In this study, the authors investigate the link between European heatwaves and the large-scale atmospheric circulation through a combination of diagnostics grounded in dynamical systems theory with weather regime analyses. The approach builds on previous work (such as Holmberg et al., 2023) using similar dynamical systems metrics for the investigation of extreme events and extends those by studying seasonal variations and combining the metrics with empirically defined weather regimes that allow for a more accessible interpretation of the large-scale circulation. By doing so, it makes a somewhat incremental, but, in my view, useful contribution to the literature. The results are not clear-cut (e.g., different weather regimes become important during the seasonal cycle), providing evidence of the complexity of the circulation leading to heat waves. The paper is well-written and -structured, and I particularly appreciate the detailed and instructive explanation of the methodology (e.g., the concept behind the dynamical system metrics). Nevertheless, I have a few, mostly minor comments for the authors to consider before I'd recommend the manuscript for publication, as detailed below.
Major comment:
In a recent study, Brunner and Voigt (https://doi.org/10.1038/s41467-024-46349-x) identified pitfalls when studying extreme events through percentiles defined over rolling time windows. If I'm not mistaken, the authors' heatwave definition is based on the approach criticized in this paper. Moreover, Brunner and Voigt emphasize that analyses of seasonal variability, as done here, can be particularly problematic in this context. I thus think that the authors should include a sensitivity analysis showing that the pitfalls identified by Brunner and Voigt do not substantially affect their findings.
Minor comments:
- Line 45: Daily mean temperature is more important for the impacts than for understanding the development of heatwaves, right? Maybe mention this here.
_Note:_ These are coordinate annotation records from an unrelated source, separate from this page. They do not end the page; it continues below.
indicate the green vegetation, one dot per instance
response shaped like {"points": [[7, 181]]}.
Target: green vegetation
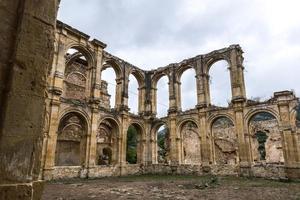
{"points": [[261, 139], [162, 143]]}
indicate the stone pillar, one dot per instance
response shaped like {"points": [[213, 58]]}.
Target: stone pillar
{"points": [[177, 86], [243, 145], [52, 138], [202, 83], [93, 133], [173, 91], [291, 147], [30, 27], [123, 138], [237, 73], [119, 86], [175, 140], [205, 139]]}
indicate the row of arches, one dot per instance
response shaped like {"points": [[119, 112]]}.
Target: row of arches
{"points": [[71, 144], [265, 141], [79, 78]]}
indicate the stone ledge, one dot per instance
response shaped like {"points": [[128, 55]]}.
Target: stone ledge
{"points": [[22, 191]]}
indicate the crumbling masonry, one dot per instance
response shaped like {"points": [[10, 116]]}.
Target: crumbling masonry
{"points": [[84, 137]]}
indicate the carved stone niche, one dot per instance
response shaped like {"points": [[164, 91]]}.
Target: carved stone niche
{"points": [[266, 141], [71, 142], [225, 141], [75, 79], [190, 143]]}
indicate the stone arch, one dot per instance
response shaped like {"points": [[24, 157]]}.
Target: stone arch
{"points": [[225, 142], [181, 80], [213, 118], [135, 142], [154, 81], [211, 61], [190, 142], [265, 137], [77, 81], [107, 139], [160, 137], [84, 50], [71, 140], [138, 75], [220, 83], [157, 76], [118, 83], [295, 115], [182, 68], [115, 65], [253, 112]]}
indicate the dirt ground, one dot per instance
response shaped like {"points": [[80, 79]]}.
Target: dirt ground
{"points": [[171, 187]]}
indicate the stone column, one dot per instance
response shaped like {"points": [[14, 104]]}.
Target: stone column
{"points": [[173, 91], [175, 151], [123, 141], [202, 83], [205, 139], [237, 73], [243, 145], [52, 138], [291, 147], [118, 97], [29, 36], [93, 133]]}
- L 57: Consider noting already here that the transition between these patterns (advection vs. local processes) in the transition seasons are less-well studied.
- L 71-74: This is very technical for an introduction section and could be omitted here (it is explained in the methods).
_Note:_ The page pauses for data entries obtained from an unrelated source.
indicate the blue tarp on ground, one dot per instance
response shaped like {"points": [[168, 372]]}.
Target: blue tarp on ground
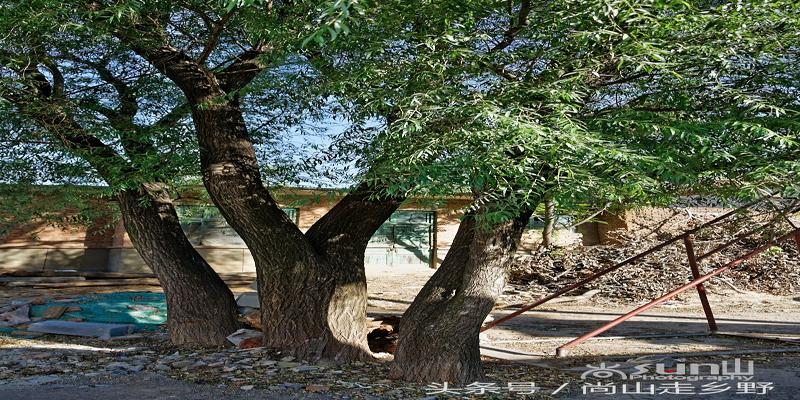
{"points": [[147, 311]]}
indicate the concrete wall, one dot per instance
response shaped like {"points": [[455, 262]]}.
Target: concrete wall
{"points": [[39, 247]]}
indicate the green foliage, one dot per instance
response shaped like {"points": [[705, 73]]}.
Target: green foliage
{"points": [[594, 101]]}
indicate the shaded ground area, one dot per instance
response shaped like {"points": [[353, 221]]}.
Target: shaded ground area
{"points": [[149, 367]]}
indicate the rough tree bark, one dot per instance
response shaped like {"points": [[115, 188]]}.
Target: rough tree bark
{"points": [[341, 237], [311, 287], [201, 309], [439, 332]]}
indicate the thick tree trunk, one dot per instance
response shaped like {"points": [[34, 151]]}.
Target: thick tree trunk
{"points": [[341, 237], [295, 283], [549, 222], [439, 337], [311, 295], [200, 308]]}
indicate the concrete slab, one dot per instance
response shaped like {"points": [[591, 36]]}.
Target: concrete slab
{"points": [[92, 329], [248, 299]]}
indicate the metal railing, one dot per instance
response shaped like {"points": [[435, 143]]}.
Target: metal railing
{"points": [[693, 259]]}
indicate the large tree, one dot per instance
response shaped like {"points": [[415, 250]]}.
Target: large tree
{"points": [[312, 286], [73, 95], [587, 101]]}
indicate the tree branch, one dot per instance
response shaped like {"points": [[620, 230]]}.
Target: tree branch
{"points": [[515, 27]]}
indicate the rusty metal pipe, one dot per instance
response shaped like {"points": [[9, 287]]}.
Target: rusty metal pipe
{"points": [[688, 241], [613, 268], [564, 349]]}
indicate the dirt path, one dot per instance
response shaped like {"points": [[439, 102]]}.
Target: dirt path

- L 248: I think this summary goes too far. It is not evident form a single example that the metrics and regimes are "clearly connected", as this is only one data point and could likely be a coincidence. I'd suggest using more cautious language here.
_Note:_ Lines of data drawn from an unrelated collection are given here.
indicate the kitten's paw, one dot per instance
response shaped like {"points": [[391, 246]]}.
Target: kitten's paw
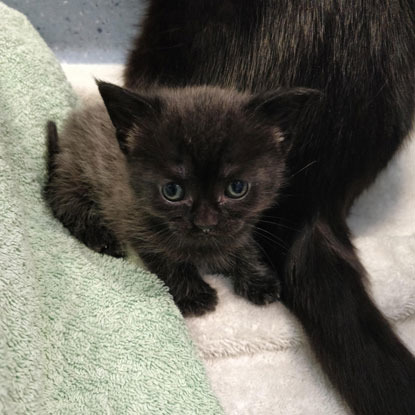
{"points": [[199, 302], [259, 291]]}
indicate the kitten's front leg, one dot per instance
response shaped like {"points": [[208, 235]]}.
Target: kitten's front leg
{"points": [[253, 279], [191, 294]]}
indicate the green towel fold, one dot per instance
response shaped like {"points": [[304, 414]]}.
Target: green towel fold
{"points": [[80, 333]]}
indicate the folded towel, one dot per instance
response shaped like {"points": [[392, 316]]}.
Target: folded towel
{"points": [[80, 333]]}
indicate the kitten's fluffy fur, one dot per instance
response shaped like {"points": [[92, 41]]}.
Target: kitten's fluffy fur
{"points": [[106, 179], [361, 54]]}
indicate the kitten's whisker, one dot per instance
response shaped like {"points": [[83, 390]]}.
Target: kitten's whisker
{"points": [[303, 168]]}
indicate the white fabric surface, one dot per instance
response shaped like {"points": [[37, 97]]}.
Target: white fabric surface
{"points": [[258, 358]]}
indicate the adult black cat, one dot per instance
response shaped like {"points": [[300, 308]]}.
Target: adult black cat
{"points": [[362, 55]]}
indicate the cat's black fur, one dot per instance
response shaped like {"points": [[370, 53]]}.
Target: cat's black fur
{"points": [[361, 54], [108, 168]]}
- L 257 and elsewhere: I find it confusing to use "stream" as a short form of "stream function".
- Fig. 2: The caption should indicate the fields that are displayed. Furthermore, is there a reason why you always show inverse persistence, although the actual persistence is discussed? This requires the reader to flip everything in their head.
- L 310: "partly explained" indicates a connection between re-occurrence and persistence, which is not easy to understand without further explanation
- L 323: "low persistent": I cannot see this in the figure. There is no cluster of points on the right-hand side of the plot.
- L 324: I'd suggest to not mention the weather regimes here, as they are only discussed in more detail later.
- Section 4: I would appreciate a brief discussion about potential linkages of these findings to the mechanisms discussed in the introduction, such as the role of advection throughout the seasonal cycle. This could be added at the end of this section or in section 6.
- Section 5: The least conclusive part, in my view, is the linkage between maximum and minimum temperature, which is described, but not really interpreted. It would be helpful to add some discussion on potential mechanisms here.
- L 517: "might usually represent an atmospheric state close to climatology": I have some doubts about this statement. The fact that the mean over the "no regime" category is similar to climatology does not tell that this is also true for individual cases. In fact, such cases can be quite different from the climatological mean; the reason that they are in this category is that they do not project on any of the patterns of the selected regimes.